Projects idea for students going into quant field

Joined
5/2/06
Messages
12,165
Points
273
Whenever anyone sks how to get into a field involving #programming or #machinelearning, the advice is always "do projects and upload them to GitHub." The same applies to #quant investing, but what #quant projects would impress a prospective employer?

Well, I can tell you what would impress me. Other quants can comment on what would be good for them.

1) Code in a commonly used language like Python, C++, Java, Julia, or C#. Do not use Excel for this. Excel is not how production-level systems are deployed, and the difference between implementing in Excel and implementing in code is massive. You CAN use Jupyter notebooks as a way to integrate code presentation of results but keep in mind that isn't where production code lives

2) Ideally, you want to work off of real world datasets. If you don't already have access to them, you can find them at QuantConnect or Kaggle.

3) Build some sensible features. They don't need to be mind-blowing but put some thought into it. If you are using futures, make sure carry and momentum are in there somewhere. If you are looking at stock data, make sure you get a decent sample of the McLean and Pontiff (2016) signals (https://buff.ly/3OX2KvD). It is better to have too many features here than too few. If you don't know what to put, just make stationary (!) ratios, diffs, and percentage diffs where appropriate. Even using historical returns and share turnover over various periods as predictors is reasonable.

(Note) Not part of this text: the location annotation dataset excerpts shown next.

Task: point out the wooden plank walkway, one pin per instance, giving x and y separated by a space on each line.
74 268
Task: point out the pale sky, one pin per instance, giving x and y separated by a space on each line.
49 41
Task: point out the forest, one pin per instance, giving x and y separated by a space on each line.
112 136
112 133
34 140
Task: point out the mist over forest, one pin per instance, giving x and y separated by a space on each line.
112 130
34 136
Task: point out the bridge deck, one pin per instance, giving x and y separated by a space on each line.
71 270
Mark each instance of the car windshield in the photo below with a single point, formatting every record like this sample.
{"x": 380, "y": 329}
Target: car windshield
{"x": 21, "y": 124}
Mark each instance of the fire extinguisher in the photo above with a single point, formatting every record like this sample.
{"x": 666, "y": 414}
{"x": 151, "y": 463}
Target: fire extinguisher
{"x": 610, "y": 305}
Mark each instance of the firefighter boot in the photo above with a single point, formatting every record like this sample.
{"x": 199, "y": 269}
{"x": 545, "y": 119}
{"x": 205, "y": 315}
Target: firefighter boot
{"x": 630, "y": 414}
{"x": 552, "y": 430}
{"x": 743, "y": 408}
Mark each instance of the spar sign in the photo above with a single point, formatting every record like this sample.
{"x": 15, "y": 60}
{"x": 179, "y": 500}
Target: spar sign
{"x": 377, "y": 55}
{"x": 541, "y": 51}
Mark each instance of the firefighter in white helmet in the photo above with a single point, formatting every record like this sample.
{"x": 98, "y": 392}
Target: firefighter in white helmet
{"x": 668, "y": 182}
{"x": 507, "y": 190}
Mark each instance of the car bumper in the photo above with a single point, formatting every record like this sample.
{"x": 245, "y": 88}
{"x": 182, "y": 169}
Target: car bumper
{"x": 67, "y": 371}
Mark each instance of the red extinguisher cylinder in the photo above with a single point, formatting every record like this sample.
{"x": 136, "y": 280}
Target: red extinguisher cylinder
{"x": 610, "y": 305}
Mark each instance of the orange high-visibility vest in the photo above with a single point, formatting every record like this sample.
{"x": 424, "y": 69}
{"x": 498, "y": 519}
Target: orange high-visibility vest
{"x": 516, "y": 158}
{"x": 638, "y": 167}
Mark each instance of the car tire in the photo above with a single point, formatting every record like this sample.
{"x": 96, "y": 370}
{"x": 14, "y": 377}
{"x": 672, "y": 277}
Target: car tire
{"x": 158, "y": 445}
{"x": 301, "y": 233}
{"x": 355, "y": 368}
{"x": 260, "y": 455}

4) Implement various return prediction models using a linear model (e.g., linear ridge), a tree-based model (e.g., gradient boosting), and a neural network model (here, feed forward is fine). Don't worry about getting a large dataset. Of course, we know that if you want feed forward neural networks to be effective, we need a large dataset, but the point isn't to get an incredible model. It is to demonstrate skill.

5) Build a portfolio and calculate backtested returns. You can use mean-variance optimization (meaning you need to calculate covariance) or take a Kelly criterion approach if you're sizing bets and might be levered up or not. I personally don't care whether the model is any good. I just want to know how to put the pieces together.

6) Create a pretty graph of growth of a dollar and performance table compared to a benchmark (if appropriate).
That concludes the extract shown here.